Explain what would change if dispatch_jobs were replaced by an OTP supervisor using OneForAll instead of OneForOne. Which scenario would benefit from OneForAll? Add a second test that simulates crashing one worker and assert the pool remains operational.

Least-busy dispatcher (20 minutes)

Track each worker's current job count in Worker. Change dispatch_jobs to assign each job to the worker with the fewest active jobs rather than round-robin. Write a test confirming that an uneven job distribution assigns the second job to the idle worker.

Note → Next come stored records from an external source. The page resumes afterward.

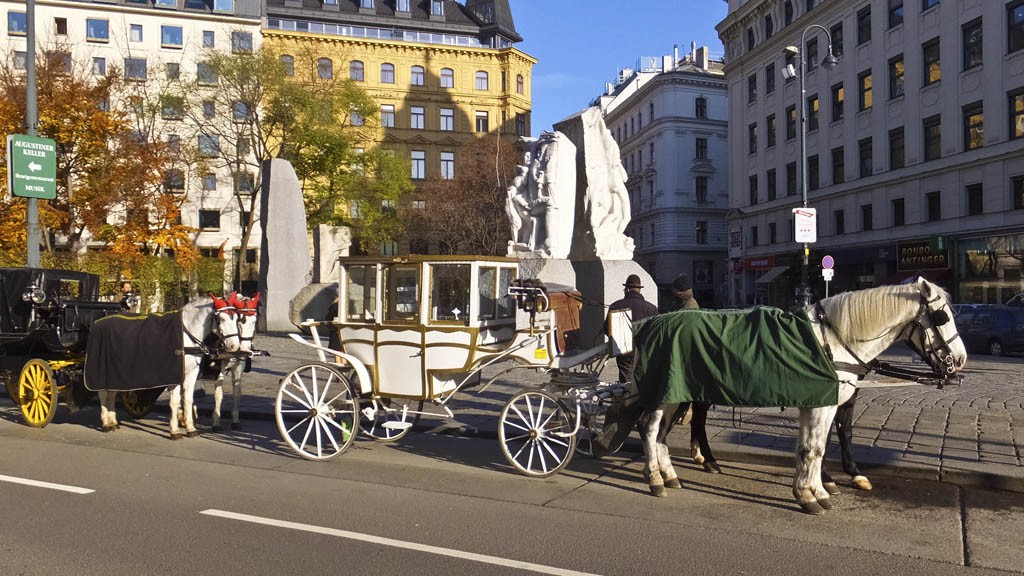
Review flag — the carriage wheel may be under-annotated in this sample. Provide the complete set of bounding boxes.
[121,388,166,418]
[13,358,57,428]
[273,363,359,460]
[498,390,577,478]
[359,398,423,442]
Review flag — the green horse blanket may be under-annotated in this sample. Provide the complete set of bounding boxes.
[634,306,839,408]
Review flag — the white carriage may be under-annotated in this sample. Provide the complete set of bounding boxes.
[274,256,629,477]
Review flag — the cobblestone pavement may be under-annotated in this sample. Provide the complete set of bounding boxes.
[138,333,1024,492]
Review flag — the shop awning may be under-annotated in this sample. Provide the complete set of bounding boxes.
[754,266,790,284]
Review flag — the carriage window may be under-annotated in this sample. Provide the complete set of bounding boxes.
[430,264,472,324]
[345,265,377,321]
[384,266,420,321]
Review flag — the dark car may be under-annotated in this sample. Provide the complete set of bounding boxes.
[956,306,1024,356]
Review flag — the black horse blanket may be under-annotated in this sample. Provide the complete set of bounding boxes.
[634,306,839,408]
[85,311,184,392]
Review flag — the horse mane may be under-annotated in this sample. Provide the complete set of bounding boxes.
[818,280,949,339]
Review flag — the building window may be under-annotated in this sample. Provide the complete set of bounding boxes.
[1007,88,1024,139]
[441,152,455,180]
[857,6,871,46]
[922,114,942,162]
[316,58,334,80]
[381,104,394,128]
[410,150,427,180]
[695,176,708,203]
[476,110,490,132]
[831,147,846,184]
[831,82,845,122]
[964,18,982,70]
[441,108,455,132]
[199,210,220,230]
[925,192,942,222]
[828,22,843,57]
[231,31,253,54]
[857,70,873,111]
[889,54,903,98]
[409,106,426,130]
[889,126,906,170]
[967,182,983,216]
[1007,0,1024,52]
[807,94,818,132]
[348,60,366,82]
[857,138,874,178]
[964,100,985,150]
[889,0,903,29]
[85,18,111,42]
[892,198,906,227]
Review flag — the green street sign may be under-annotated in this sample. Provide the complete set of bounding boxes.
[7,134,57,200]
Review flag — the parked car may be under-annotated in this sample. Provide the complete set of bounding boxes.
[956,306,1024,356]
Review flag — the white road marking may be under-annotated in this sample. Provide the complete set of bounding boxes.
[200,508,597,576]
[0,475,95,494]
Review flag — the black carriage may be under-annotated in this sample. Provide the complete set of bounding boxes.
[0,268,160,427]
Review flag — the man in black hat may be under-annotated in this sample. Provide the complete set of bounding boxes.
[608,274,657,382]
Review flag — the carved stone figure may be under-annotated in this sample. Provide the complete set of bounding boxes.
[506,132,577,258]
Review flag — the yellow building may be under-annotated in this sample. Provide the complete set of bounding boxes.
[263,0,537,180]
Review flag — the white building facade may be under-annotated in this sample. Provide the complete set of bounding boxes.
[595,48,730,306]
[0,0,261,291]
[718,0,1024,305]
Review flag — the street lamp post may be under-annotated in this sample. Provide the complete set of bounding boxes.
[783,24,839,305]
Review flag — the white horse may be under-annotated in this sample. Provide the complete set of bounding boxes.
[96,294,242,440]
[212,292,259,431]
[636,278,967,515]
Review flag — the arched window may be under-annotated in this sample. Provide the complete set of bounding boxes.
[281,54,295,76]
[316,58,334,80]
[441,68,455,88]
[348,60,364,82]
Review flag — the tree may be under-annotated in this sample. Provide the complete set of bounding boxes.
[402,135,518,254]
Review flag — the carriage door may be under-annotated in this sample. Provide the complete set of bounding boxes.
[374,264,427,398]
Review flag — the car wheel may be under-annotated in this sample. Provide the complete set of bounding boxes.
[988,340,1002,356]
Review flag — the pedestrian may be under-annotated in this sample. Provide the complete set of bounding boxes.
[608,274,657,382]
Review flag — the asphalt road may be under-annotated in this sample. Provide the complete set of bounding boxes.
[0,405,1024,576]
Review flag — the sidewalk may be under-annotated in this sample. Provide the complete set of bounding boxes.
[180,333,1024,492]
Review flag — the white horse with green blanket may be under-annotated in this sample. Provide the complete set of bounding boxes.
[634,278,967,513]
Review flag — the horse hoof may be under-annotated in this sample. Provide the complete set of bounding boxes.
[853,476,871,490]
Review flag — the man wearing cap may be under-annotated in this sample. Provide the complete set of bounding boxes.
[608,274,657,382]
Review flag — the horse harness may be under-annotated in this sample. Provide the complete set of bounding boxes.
[812,294,964,389]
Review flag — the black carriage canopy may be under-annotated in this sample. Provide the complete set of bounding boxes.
[634,306,839,408]
[85,311,184,392]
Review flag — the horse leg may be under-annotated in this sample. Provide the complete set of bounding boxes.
[793,406,836,515]
[690,402,722,474]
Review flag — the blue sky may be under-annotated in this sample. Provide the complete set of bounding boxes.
[520,0,728,136]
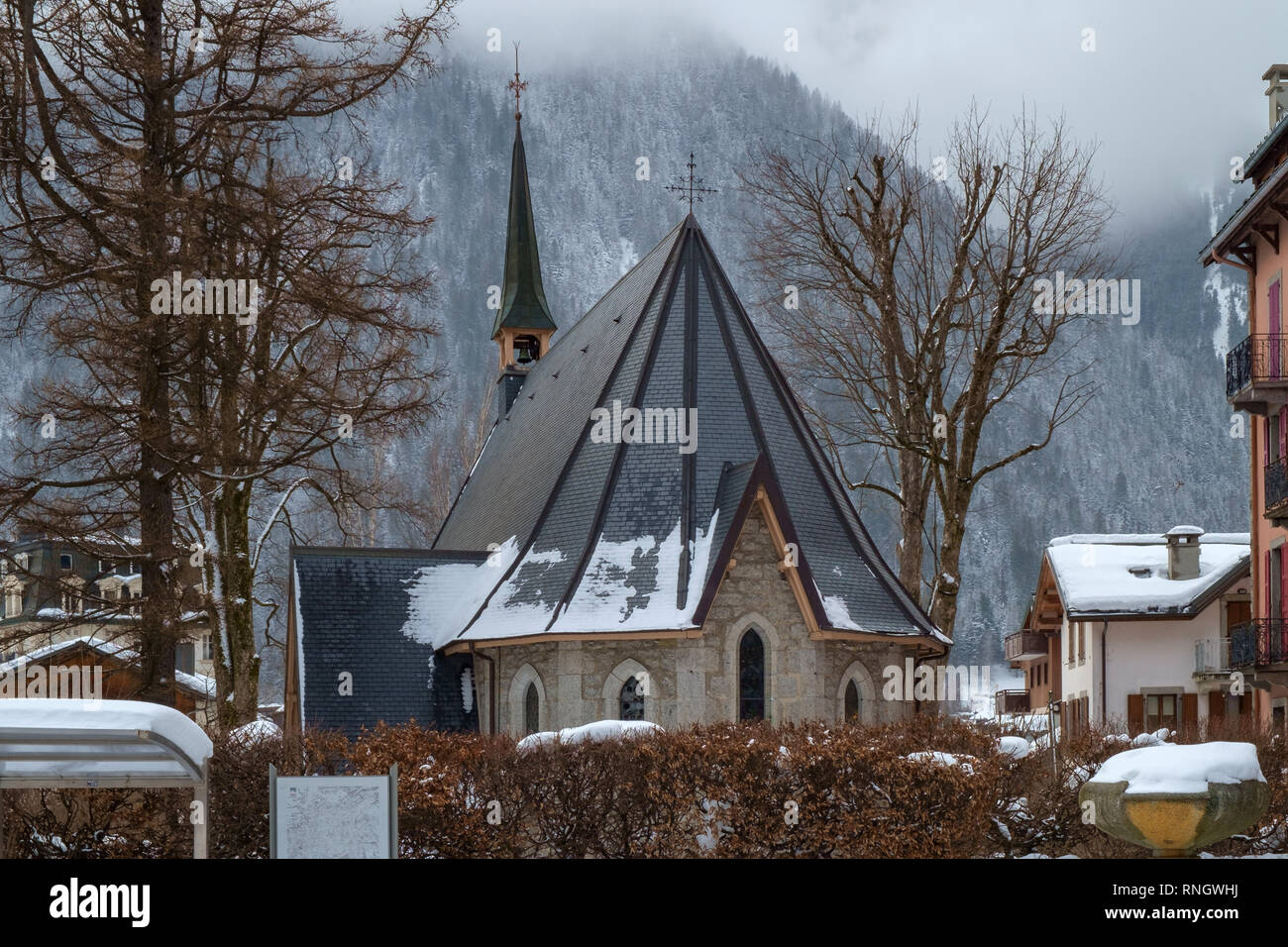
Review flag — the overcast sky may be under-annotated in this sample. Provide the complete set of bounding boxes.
[339,0,1288,222]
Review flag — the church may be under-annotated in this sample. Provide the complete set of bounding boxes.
[286,80,950,736]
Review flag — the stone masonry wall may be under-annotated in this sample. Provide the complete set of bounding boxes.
[480,509,912,734]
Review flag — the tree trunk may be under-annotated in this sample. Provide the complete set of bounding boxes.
[134,0,180,706]
[930,496,970,638]
[215,484,259,730]
[899,453,930,601]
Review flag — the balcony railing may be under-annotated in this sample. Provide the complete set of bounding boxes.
[1194,638,1231,674]
[1005,631,1047,661]
[1231,618,1288,669]
[1266,459,1288,513]
[1225,333,1288,398]
[993,690,1029,716]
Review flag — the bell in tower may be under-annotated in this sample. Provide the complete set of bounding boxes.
[492,48,557,394]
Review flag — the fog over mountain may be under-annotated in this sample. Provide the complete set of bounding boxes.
[324,40,1248,680]
[0,26,1256,699]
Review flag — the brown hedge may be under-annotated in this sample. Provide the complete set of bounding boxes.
[3,715,1288,858]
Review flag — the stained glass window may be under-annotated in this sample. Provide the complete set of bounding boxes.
[621,678,644,720]
[523,682,541,733]
[845,678,859,723]
[738,629,765,720]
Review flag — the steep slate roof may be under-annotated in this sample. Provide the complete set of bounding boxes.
[427,214,947,648]
[492,121,555,339]
[291,548,486,737]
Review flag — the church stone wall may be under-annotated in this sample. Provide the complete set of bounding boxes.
[489,509,912,734]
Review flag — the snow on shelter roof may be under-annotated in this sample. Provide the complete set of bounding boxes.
[1046,532,1252,618]
[0,697,214,789]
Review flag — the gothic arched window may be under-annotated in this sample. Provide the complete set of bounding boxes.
[621,678,644,720]
[523,681,541,733]
[738,629,765,720]
[845,678,860,723]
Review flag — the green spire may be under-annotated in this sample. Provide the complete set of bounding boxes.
[492,116,557,339]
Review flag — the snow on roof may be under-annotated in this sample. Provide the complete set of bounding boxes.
[403,536,522,650]
[403,510,720,650]
[1090,742,1266,795]
[0,697,214,786]
[1050,526,1252,548]
[1046,533,1250,617]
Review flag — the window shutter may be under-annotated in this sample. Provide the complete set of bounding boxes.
[1208,690,1225,723]
[1261,549,1270,618]
[1270,546,1288,626]
[1127,693,1145,736]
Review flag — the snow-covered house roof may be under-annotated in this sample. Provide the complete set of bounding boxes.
[0,635,215,698]
[1046,527,1252,618]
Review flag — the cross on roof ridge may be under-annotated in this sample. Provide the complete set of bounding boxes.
[666,151,717,214]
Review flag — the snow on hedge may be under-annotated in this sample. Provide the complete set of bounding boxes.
[518,720,662,750]
[1090,742,1266,795]
[997,737,1029,760]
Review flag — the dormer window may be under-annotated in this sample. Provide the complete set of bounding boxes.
[514,335,541,365]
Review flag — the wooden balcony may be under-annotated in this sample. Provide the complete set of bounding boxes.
[993,690,1029,716]
[1225,333,1288,416]
[1005,631,1047,661]
[1231,618,1288,670]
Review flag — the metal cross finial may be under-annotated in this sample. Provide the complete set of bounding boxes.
[505,43,528,121]
[666,151,716,214]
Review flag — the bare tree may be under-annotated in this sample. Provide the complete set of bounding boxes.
[742,108,1116,634]
[0,0,454,723]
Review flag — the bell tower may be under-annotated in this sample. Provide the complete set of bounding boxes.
[492,47,557,396]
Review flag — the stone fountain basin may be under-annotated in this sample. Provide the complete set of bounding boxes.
[1078,780,1270,857]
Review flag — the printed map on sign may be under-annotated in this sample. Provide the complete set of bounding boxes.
[275,776,389,858]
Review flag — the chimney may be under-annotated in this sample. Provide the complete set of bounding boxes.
[1262,63,1288,128]
[1164,526,1203,579]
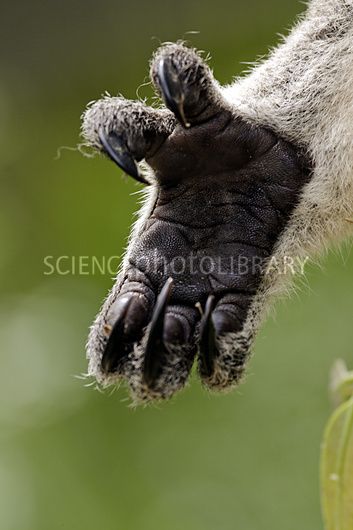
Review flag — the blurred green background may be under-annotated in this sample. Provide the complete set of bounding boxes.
[0,0,353,530]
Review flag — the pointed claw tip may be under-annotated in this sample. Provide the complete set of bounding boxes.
[101,298,132,374]
[157,57,191,129]
[143,278,174,388]
[98,128,149,185]
[200,294,216,377]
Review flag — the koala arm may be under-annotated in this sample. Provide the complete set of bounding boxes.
[222,0,353,346]
[83,0,353,401]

Restart counter (15 minutes)

Add a restart_count: Int field to Worker. Increment it in restart_worker. Write a function over_limit(pool: Pool, limit: Int) -> List(Int) that returns the IDs of workers whose restart count exceeds limit. Add tests.

Skip crashed workers (10 minutes)

Modify dispatch_jobs to skip workers with alive: False. Write a test where one of three workers is crashed and confirm jobs are distributed only to the two alive workers.